GPUs¶

Available Devices¶

Cheaha has GPUs available with the following statistics, broken out by Slurm Partition. For more information on all available partitions, see our Hardware Summary.

	`pascalnodes`	`amperenodes`
Product Name	P100	A100 80GB
Architecture	Pascal	Ampere
CUDA Compute Capability Version	6.0	8.0
CUDA Cores	3584	6912
Memory (GB)	16	80
Memory Bandwidth (GB/s)	720	2039
NVLink Bandwidth (GB/s)	160	600
FP32 performance (TFLOPs)	10.6	19.5

For more information on these nodes, see Detailed Hardware Information.

Scheduling GPUs¶

To submit a job with one or more GPUs, you will need to set the partition to pascalnodes or amperenodes family of partitions for P100 GPUs or amperenodes family for A100 GPUs.

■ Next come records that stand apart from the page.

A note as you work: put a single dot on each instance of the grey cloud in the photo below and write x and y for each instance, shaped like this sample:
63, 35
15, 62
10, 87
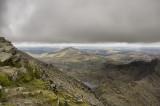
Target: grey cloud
83, 20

When requesting a job using sbatch, you will need to include the Slurm flag --gres=gpu:#. Replace # with the number of GPUs you need. Quotas and constraints are available on our Hardware Summary

Note

It is suggested that at least 2 CPUs are requested for every GPU to begin with. The user should monitor and adjust the number of cores on subsequent job submissions if necessary. Look at Managing Jobs for more information.

Making the Most of GPUs¶

Ensuring IO Performance With A100 GPUs¶

If you are using amperenodes and the A100 GPUs, then it is highly recommended to move your input files to the local scratch at /local/$USER/$SLURM_JOB_ID prior to running your workflow, to ensure adequate GPU performance. Network file mounts, such as $USER_SCRATCH, /scratch/, /data/user/ and /data/project/, do not have sufficient bandwidth to keep the GPU busy. So, your processing pipeline will slow down to network speeds, instead of GPU speeds.

Please see our Local Scratch Storage section for more details and an example script.

Using Multiple GPUs¶

Note

To effectively use multiple GPUs per node, you'll need to get in the mindset of doing some light unit canceling, multiplication, and division. Please be mindful.

When using multiple GPUs on the amperenodes* or pascalnodes* partitions, an additional Slurm directive is required to ensure the GPUs can all be put to use by your research software: --ntasks-per-socket. You will need to explicitly set the --ntasks directive to an integer multiple of the number of GPUs in --gres=gpu, then set --ntasks-per-socket to the multiplier.

Most researchers, in most scenarios, should find the following examples to be sufficient. It is very important to note that --ntasks-per-socket times --gres=gpu equals --ntasks (1 times 3 equals 3). You will need to supply other directives, as usual, remembering that total CPUs is equal to --cpus-per-task times --ntasks, and that the total number of CPUs per node cannot exceed the actual number of physical cores on the node, and cannot exceed any quotas for the partition. See Hardware for more information about hardware and quota limits on Cheaha.

Pascalnodes:

#SBATCH --partition=pascalnodes   # up to 28 cpus per node
#SBATCH --ntasks-per-socket=1
#SBATCH --gres=gpu:4
#SBATCH --ntasks=4
#SBATCH --cpus-per-task=7         # 7 cpus-per-task times 4 tasks = 28 cpus

Amperenodes:

#SBATCH --partition=amperenodes   # up to 64 cpus per job
#SBATCH --ntasks-per-socket=1
#SBATCH --gres=gpu:2
#SBATCH --ntasks=2
#SBATCH --cpus-per-task=32        # 32 cpus-per-task times 2 tasks = 64 cpus

If --ntasks-per-socket is not used, or used incorrectly, it is possible that some of the GPUs requested may go unused, reducing performance and increasing job runtimes. For more information, please read the GPU-Core Affinity Details below.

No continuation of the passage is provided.